The number of cases detected in Minnesotans aged 5 to 19 has nearly doubled from 1,752 on June 1 to 3,488 on Monday, while the number of cases among Minnesotans in their 20s has increased nearly 80% from 4,660 to 8,474 in the same time frame.

Severe COVID-19 cases are less common in this age group. Of all COVID-19 deaths in Minnesota, only two involved people 29 or younger. People 70 and older have suffered more than 80% of the deaths, even though they represent only 11% of the state's cases. The number of COVID-19 deaths involving residents of long-term care or assisted-living facilities was 1,156 as of Monday.

The number of people hospitalized for COVID-19 on Monday was 258 — including 125 people needing intensive care — which represents the lowest total since April 22.

State health officials remain concerned about an uptick related to Minnesotans traveling and gathering with family and friends for Independence Day celebrations. Such gatherings could allow infected young people, for example, to spread the novel coronavirus that causes COVID-19 to older people at greater risk of complications or death.

Statewide highway traffic was only .4% below typical levels on July 1, according to the latest data from the Minnesota Department of Transportation, reflecting a continued return to normalcy following the end of a statewide stay-at-home order on May 18, and the gradual, limited reopenings of businesses, restaurants and entertainment venues in June.

Highway traffic had been 65% below normal on April 12, when COVID-19 case growth was accelerating in Minnesota.

Health officials previously said it takes up to 21 days to detect any shift in the pandemic caused by changes in social conditions or restrictions.

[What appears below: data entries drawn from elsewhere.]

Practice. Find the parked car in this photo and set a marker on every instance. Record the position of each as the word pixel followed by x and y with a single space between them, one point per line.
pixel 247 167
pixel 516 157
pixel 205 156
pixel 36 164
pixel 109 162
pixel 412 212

No substantial case growth occurred following the mass protests over the May 25 police killing of George Floyd, bolstering theories that the virus isn't as transmissible outdoors. The recent uptick in cases among young adults followed the June 18 limited reopening of bars and restaurants, and subsequent state health reports of outbreaks in bars in Minneapolis and Mankato where patrons weren't following social distancing recommendations or wearing masks.

Many people don't seek testing for COVID-19 due to infections causing mild or no symptoms, and federal health officials late last month estimated that every one detected case probably represents 10 undetected ones.

Among known cases in Minnesota, 33,907 people have recovered to the point that they are no longer considered infection risks or required to isolate themselves.